Марин стал подозревать, что произошло нечто внештатное.
– Вчера нет. – Им стала овладевать злоба. – Я чередую. Летом – шахматы, зимой – лыжи.
– А в межсезонье на ударных инструментах не поигрываете? – Игорь Матвеевич водрузил на нос очки и со всею внимательностью стал обозревать ту часть Марина, что находилась над столом. – В заведениях общепита?
– Ах, вон оно что… – яростно осклабился судья Центрального суда. – И вы ему поверили?!
– А почему мне ему не верить? Он человек, простите за тавтологию, проверенный.
– Я в суд на этого подлеца подам!.. Он гнусные сплетни распускает, негодяй, и вы доверяетесь ему больше, чем мне?!
Лукин покраснел.
– И вы смеете говорить это мне?.. А как, по-вашему, должно быть?! Я вам обязан верить больше, чем ему?! Вы когда что-то говорите, мозги напрягаете?!
Марин растерялся. Либо Лукина поразил приступ старческого маразма, либо ведется какая-то игра, посредством которой Лукин и Струге хотят сгноить его на корню. То председатель велит собирать на Струге компромат, то норовит вцепиться в лицо, едва о том зайдет речь.
– Но ведь это ложь, Игорь Матвеевич! Я никогда не был в «Огнях Тернова»!
– А я разве говорил именно об «Огнях Тернова»?
Марин растерялся, похлопал ресницами и побледнел.
– Ладно, идите, Марин. – Владимиру Викторовичу показалось, что Лукин произнес его фамилию с маленькой буквы. – И если сунетесь в суд со своим иском о защите чести и достоинства, которых у вас нет, это будет последний документ, который вы подпишете – «судья Марин». За этого человека я любому горло перегрызу. Вы поняли?
Марин ничего не понял, но сказал, что понял. А Лукин, оставшись в кабинете в одиночестве, задумчиво погрыз дужку очков.

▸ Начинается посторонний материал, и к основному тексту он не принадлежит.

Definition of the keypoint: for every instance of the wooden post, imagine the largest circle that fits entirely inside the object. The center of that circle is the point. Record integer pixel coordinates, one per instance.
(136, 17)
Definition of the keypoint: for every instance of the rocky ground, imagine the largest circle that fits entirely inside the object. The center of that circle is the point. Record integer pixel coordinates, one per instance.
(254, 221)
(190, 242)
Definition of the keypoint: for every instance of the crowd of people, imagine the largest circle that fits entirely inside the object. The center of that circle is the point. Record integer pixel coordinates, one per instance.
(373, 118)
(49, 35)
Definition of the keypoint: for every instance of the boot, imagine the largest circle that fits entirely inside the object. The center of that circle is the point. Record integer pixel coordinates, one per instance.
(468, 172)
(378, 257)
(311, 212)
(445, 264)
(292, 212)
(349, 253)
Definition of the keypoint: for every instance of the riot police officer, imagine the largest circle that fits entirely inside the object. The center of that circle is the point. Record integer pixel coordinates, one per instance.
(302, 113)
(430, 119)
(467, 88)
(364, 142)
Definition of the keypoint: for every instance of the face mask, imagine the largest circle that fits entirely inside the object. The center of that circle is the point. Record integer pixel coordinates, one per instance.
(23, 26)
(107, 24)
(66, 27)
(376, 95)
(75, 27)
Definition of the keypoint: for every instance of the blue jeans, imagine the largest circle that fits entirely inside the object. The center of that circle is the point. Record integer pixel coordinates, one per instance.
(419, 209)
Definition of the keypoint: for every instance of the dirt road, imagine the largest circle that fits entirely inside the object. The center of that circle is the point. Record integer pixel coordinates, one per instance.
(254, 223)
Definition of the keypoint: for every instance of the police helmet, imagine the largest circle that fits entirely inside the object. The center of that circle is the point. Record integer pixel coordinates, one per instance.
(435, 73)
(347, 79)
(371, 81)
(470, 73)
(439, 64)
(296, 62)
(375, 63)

Не на того ставил, не на того… Человек без капли совести он, этот Марин, дерзкий и бездумный. Если он и дальше будет двигаться в том же духе и его не остановить вовремя, то и на него, Игоря Матвеевича, чего доброго, малявку какую настрогает. Змею, одним словом, на груди председатель пригрел. Но Марин – не Струге. Этому рога с рогового отсека быстро сбить можно.
Вздохнув и покачав напоследок головой, Лукин надел очки на переносицу и вернулся к бумагам.
Предсмертным словам Зеленского можно было верить. Они подтверждались доводами Земцова и сложившейся обстановкой в городе. Если уж бывший милиционер ничтоже сумняшеся взял на себя два убийства, то почему он будет врать в той части, где речь шла о заказчике?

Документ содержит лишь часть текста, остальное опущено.